A part la PMA où le père est vraiment anonyme et invisible, il y a tout cet éventail de cas particuliers, tous ces gens qui ont trouvé une solution pour avoir les enfants qu'ils désiraient, parce que, tout bêtement,
on ne peut pas les en empêcher. Ca ne veut pas dire qu'on est forcé de tout démolir et remonter dans le désordre pour les arranger non plus, je suis d'accord : ils peuvent rester des cas particuliers par rapport à une norme. Mais je ne peux pas prétendre désapprouver alors que je sais très bien que même si je faisais ma vie avec une femme, j'aurais des enfants, coûte que coûte.
Et on en arrive à la troisième et dernière partie de ma réflexion, qui est: le matriarcat.
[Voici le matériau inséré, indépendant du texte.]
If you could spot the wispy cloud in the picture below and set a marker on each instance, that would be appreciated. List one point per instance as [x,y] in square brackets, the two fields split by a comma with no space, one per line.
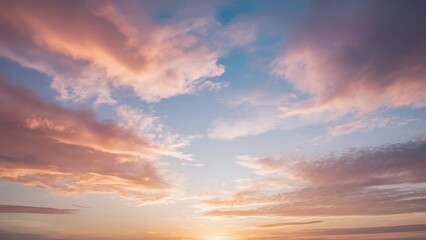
[276,225]
[69,151]
[97,48]
[371,181]
[32,209]
[339,67]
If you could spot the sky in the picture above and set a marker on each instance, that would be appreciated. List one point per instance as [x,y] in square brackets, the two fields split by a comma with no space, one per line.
[212,120]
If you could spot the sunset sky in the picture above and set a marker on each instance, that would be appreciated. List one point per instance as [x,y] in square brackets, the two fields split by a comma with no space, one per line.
[212,120]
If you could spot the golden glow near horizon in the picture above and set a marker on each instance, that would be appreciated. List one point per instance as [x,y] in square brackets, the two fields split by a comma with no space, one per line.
[207,120]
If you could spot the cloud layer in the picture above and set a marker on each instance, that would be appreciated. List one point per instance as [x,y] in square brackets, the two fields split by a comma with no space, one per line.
[69,151]
[344,60]
[377,181]
[32,209]
[95,49]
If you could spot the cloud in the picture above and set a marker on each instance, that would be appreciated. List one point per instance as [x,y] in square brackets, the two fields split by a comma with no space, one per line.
[274,225]
[370,181]
[31,209]
[344,65]
[98,48]
[358,125]
[398,232]
[69,151]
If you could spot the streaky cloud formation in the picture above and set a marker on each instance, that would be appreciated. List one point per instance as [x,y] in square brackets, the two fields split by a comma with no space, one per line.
[372,181]
[32,209]
[345,59]
[275,225]
[95,48]
[69,151]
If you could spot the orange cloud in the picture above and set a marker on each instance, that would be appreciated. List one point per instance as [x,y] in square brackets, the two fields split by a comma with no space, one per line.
[376,181]
[69,151]
[32,209]
[94,48]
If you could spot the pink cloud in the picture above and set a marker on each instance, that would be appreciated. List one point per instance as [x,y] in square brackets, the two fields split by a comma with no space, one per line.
[375,181]
[350,65]
[95,49]
[69,151]
[32,209]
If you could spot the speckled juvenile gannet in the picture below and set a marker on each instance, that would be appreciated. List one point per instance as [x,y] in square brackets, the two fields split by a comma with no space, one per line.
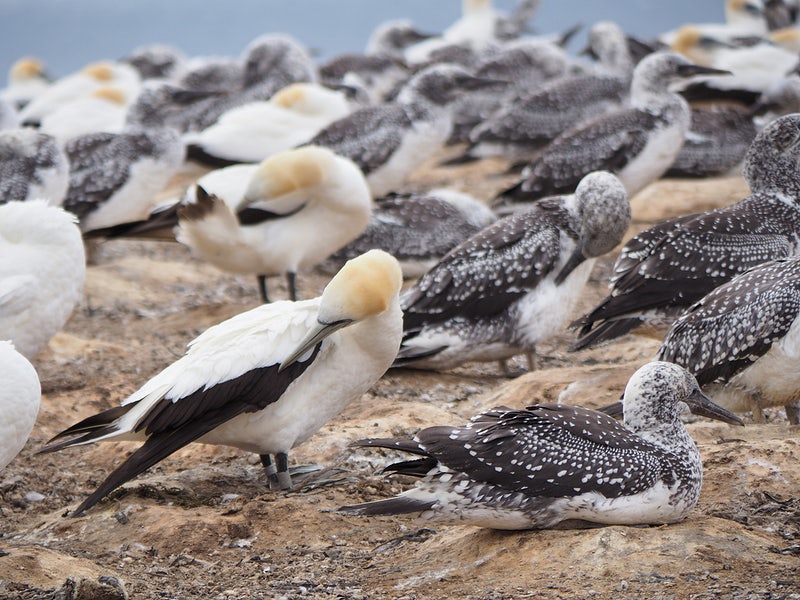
[206,91]
[637,142]
[42,272]
[663,270]
[263,381]
[32,165]
[716,143]
[555,464]
[251,132]
[20,395]
[526,123]
[284,215]
[390,140]
[742,340]
[516,282]
[418,229]
[115,177]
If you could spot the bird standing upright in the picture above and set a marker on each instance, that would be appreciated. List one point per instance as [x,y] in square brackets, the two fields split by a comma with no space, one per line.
[514,283]
[287,213]
[263,381]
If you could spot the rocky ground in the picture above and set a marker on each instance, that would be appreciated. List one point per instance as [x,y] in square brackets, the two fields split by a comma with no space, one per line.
[201,524]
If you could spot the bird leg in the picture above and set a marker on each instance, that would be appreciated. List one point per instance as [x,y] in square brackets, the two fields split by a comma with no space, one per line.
[262,288]
[793,412]
[291,278]
[283,477]
[755,407]
[271,470]
[533,362]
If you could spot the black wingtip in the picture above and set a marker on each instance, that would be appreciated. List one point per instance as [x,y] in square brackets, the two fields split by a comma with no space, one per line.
[604,332]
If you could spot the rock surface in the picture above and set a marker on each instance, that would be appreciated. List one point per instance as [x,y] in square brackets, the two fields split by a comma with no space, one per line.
[202,523]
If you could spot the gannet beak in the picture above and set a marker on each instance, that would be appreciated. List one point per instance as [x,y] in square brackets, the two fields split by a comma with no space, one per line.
[690,70]
[314,337]
[573,261]
[702,405]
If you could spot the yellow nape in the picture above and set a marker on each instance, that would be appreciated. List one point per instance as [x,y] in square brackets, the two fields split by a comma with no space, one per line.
[286,172]
[289,96]
[364,286]
[110,93]
[687,43]
[101,71]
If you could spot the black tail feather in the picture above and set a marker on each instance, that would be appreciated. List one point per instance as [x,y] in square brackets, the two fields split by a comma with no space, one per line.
[400,505]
Parce que à mes yeux, le sujet n'y est pas lié, mais depuis que l'histoire d'Emmanuelle B. fait son petit chemin sur internet, les blogueurs hurlent (encore) que nous assistons à l'instauration du matriarcat.
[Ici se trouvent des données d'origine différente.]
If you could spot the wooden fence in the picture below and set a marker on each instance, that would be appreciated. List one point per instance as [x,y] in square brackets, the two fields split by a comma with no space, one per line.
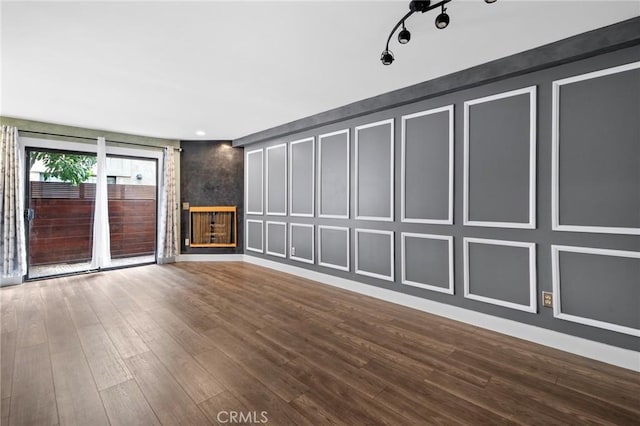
[62,228]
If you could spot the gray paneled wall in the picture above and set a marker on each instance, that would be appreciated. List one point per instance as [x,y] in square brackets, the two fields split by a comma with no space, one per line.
[480,198]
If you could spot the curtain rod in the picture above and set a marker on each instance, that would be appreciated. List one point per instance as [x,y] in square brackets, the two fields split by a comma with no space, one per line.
[91,139]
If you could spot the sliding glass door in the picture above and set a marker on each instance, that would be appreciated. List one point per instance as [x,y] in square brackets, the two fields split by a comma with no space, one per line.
[60,201]
[132,192]
[61,194]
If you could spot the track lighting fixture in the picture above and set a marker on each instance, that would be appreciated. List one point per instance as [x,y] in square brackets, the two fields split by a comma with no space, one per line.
[387,57]
[442,21]
[404,36]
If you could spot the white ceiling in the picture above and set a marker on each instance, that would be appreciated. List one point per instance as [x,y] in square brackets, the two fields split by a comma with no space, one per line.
[167,69]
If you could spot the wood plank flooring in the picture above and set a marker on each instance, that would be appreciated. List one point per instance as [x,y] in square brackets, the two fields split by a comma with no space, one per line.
[193,343]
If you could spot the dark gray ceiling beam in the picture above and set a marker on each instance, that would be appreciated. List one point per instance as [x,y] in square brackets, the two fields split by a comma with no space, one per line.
[602,40]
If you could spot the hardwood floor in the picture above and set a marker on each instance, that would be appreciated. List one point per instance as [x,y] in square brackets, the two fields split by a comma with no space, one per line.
[194,343]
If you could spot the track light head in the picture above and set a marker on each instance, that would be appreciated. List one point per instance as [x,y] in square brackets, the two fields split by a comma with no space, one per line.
[404,36]
[419,6]
[442,20]
[387,57]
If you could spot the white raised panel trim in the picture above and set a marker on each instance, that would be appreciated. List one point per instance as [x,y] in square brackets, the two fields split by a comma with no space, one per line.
[256,249]
[533,301]
[390,234]
[248,177]
[405,118]
[269,211]
[275,253]
[313,174]
[389,218]
[348,155]
[331,265]
[557,302]
[449,239]
[614,355]
[531,224]
[302,259]
[555,154]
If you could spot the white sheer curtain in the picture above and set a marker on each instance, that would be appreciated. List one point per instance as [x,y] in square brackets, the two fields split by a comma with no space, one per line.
[12,243]
[167,231]
[101,256]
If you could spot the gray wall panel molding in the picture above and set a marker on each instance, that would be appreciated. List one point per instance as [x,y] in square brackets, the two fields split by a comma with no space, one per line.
[302,170]
[427,166]
[334,171]
[428,262]
[276,180]
[596,151]
[607,39]
[543,236]
[613,275]
[374,170]
[500,160]
[333,247]
[301,242]
[375,256]
[254,240]
[254,181]
[499,273]
[276,236]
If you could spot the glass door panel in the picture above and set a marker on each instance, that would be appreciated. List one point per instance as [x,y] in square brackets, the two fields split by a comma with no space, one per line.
[132,192]
[61,198]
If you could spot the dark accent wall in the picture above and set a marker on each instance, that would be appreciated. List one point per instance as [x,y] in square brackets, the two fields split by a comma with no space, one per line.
[502,254]
[211,174]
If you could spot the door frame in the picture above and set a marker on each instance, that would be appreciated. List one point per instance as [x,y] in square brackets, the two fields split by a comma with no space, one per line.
[91,147]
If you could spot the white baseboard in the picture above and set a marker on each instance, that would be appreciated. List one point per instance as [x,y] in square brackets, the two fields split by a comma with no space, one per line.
[5,281]
[210,258]
[620,357]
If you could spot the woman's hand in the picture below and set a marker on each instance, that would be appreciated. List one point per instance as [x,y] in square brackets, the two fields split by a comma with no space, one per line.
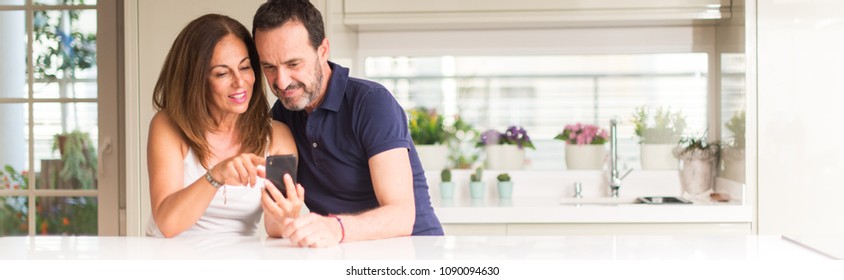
[239,170]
Basons nous sur l'affaire en elle même. Une femme va élever un enfant sans homme: la belle affaire, ce n'est rien de neuf. Ce qui est important, c'est que ce n'est pas arrivé par accident, c'est arrivé parce que la cour Européenne a dit qu'une présence paternelle n'était pas indispensable. Exclamations de rage: l'image du père est baffouée, la virilité reçoit un coup de plus, etc. Mais la Cour Européenne a-t-elle vraiment dit cela? Non, elle a dit, soyons exacts
: "L'absence de référent paternel ou maternel ne pose pas nécessairement problème en soi". Et je suis supposée avaler que ça, c'est le matriarcat?
Récemment, dans le même ordre d'idées, un ami me disait (je résume et déforme sans scrupules): "Le matriarcat ce serait vraiment nul, regarde nos femmes politiques, elles sont encore plus connes que les hommes." Mais là encore, est-ce que Ségolène Royal au second tour des élections, c'est l'avancée du matriarcat? Absolument pas. C'est une femme qui a fait son chemin dans un système patriarcal, et pour cela, il a fallut qu'elle ait les mêmes armes que les hommes, exacerbées même: l'ambition, l'aggressivité, et j'en passe.
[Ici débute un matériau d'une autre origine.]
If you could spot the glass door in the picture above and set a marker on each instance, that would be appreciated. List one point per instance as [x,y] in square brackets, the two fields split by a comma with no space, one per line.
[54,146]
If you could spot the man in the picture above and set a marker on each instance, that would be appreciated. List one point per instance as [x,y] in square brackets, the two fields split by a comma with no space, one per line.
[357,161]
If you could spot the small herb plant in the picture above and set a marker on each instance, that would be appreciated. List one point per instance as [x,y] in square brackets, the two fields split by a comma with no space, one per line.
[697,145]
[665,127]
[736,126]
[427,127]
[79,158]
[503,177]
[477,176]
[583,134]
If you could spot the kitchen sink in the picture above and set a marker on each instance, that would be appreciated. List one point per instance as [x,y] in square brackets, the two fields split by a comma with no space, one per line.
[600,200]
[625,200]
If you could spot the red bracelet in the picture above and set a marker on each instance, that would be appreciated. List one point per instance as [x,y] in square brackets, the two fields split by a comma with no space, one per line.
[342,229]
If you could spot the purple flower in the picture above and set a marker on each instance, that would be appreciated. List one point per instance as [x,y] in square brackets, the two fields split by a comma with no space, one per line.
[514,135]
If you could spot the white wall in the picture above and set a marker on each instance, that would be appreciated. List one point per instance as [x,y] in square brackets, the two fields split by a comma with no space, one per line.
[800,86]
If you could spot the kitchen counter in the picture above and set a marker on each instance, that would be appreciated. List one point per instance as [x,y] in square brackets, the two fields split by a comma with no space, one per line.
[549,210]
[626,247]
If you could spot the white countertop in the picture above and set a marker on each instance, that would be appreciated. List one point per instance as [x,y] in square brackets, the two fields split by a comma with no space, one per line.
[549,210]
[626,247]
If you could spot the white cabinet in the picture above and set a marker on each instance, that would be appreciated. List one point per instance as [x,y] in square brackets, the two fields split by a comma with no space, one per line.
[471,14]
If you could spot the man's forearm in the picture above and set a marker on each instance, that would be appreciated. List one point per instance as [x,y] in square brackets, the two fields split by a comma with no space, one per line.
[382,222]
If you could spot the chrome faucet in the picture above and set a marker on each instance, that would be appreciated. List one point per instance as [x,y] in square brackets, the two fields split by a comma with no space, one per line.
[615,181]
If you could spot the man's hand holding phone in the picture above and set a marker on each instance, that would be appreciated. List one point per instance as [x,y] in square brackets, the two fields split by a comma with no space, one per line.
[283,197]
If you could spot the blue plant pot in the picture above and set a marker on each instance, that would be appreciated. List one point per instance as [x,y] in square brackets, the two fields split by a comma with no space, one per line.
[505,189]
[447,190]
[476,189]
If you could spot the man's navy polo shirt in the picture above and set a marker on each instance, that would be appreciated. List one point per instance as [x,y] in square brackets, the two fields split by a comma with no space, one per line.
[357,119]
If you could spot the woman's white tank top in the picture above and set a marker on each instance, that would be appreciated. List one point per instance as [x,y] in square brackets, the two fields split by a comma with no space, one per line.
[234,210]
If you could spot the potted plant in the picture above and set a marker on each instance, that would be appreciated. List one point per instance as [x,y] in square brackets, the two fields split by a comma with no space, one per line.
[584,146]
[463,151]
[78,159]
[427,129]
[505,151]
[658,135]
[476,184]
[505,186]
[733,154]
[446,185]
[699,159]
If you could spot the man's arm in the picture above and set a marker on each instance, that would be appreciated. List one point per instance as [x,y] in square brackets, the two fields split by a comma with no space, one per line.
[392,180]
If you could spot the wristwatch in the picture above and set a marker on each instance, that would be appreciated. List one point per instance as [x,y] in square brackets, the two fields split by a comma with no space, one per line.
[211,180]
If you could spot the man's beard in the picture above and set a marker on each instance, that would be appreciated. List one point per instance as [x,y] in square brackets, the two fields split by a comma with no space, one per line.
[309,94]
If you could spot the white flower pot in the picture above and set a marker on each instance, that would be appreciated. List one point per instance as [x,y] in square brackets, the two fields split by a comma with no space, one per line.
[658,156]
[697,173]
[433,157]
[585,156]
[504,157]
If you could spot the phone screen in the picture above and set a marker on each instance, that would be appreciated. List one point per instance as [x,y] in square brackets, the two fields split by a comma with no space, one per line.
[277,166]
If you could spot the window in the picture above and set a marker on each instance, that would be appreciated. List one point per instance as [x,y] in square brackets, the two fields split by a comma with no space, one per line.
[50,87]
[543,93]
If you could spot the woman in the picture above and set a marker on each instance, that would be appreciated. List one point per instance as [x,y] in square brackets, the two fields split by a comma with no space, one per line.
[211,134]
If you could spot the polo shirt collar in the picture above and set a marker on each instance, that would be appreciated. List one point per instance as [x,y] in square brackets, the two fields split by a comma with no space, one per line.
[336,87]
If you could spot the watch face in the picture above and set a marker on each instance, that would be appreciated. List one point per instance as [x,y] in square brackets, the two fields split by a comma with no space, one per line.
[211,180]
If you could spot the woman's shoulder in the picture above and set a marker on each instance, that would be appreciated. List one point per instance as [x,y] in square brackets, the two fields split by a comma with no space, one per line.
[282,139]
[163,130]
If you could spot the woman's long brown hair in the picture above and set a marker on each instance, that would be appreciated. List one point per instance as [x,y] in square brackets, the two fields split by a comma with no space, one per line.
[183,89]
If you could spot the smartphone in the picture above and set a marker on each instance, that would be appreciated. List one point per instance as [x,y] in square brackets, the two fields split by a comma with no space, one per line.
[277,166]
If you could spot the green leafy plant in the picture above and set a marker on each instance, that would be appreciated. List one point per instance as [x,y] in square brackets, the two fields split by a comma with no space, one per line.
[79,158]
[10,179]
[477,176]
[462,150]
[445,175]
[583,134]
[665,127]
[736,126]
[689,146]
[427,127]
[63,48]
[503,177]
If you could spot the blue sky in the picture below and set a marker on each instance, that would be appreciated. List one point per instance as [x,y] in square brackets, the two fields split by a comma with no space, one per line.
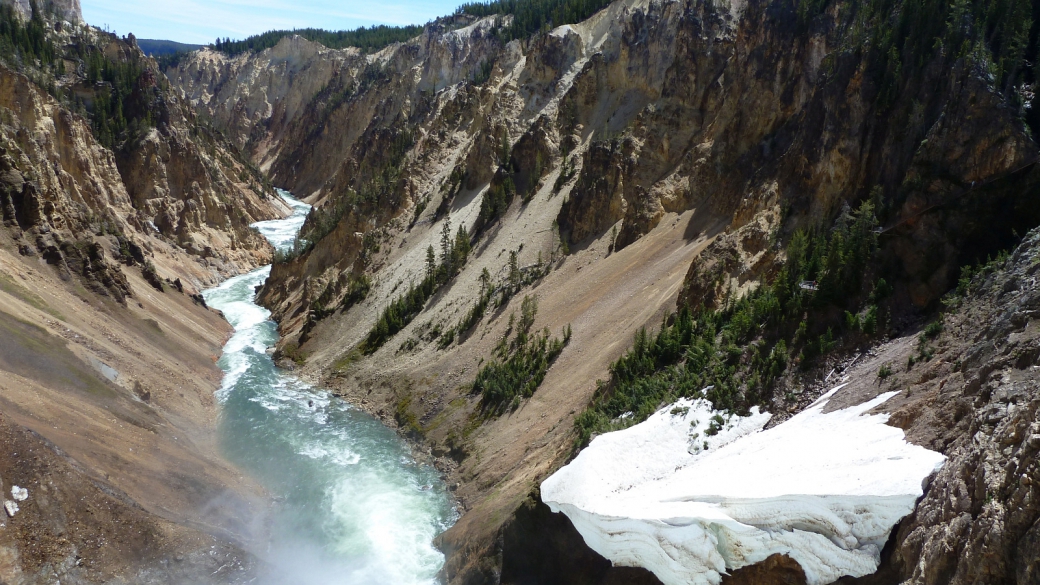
[203,21]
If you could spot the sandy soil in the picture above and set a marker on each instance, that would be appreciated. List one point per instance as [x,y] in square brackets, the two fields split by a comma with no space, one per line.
[124,397]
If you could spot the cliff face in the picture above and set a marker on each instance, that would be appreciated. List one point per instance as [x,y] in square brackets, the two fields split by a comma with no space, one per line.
[107,353]
[173,196]
[664,147]
[58,9]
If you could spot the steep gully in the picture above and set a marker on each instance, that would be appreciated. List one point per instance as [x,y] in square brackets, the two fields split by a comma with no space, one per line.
[353,506]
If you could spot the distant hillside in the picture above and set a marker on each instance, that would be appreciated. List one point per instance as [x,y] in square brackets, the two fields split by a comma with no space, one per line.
[155,48]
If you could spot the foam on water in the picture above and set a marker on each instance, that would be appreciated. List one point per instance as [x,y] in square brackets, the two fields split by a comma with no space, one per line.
[355,508]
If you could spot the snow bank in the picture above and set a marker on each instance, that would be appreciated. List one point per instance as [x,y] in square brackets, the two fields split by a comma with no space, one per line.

Tout cela, ce n'est pas le matriarcat, c'est toujours le patriarcat, mais qui se pète la figure. La négation de la différence des sexes, ce n'est pas le matriarcat. Les femmes politiques plus détestables que leurs collègues masculins, ce n'est pas le matriarcat. Pas plus que la défense des sans papiers n'est le christianisme. Pas plus que la Halde n'est la République. Pas plus que les "jeunes" ne sont des jeunes, ou la "diversité" la diversité. C'est un mot de plus privé de sens, sauf que cette fois-ci, ce n'est pas par les mêmes.
Et tout comme je ne vais pas oublier ce qu'a un jour voulu dire tolérance sous prétexte que ce mot a été dévoyé, tout comme je sais que je ne suis pas xénophobe même si on essaie de me le faire croire, je ne vais pas me mettre à acclamer le patriarcat parce qu'on prétend que la seule alternative possible serait un fouillis sans repères et sans sens.
Pour un exposé plus précis de ce qu'on devrait appeller matriarcat, je refilerai la corvée à Félix le chat dès que je pourrai. Il n'avait qu'à pas raconter que je suis une petite conne et qu'il m'a tout appris, ce sale misogyne.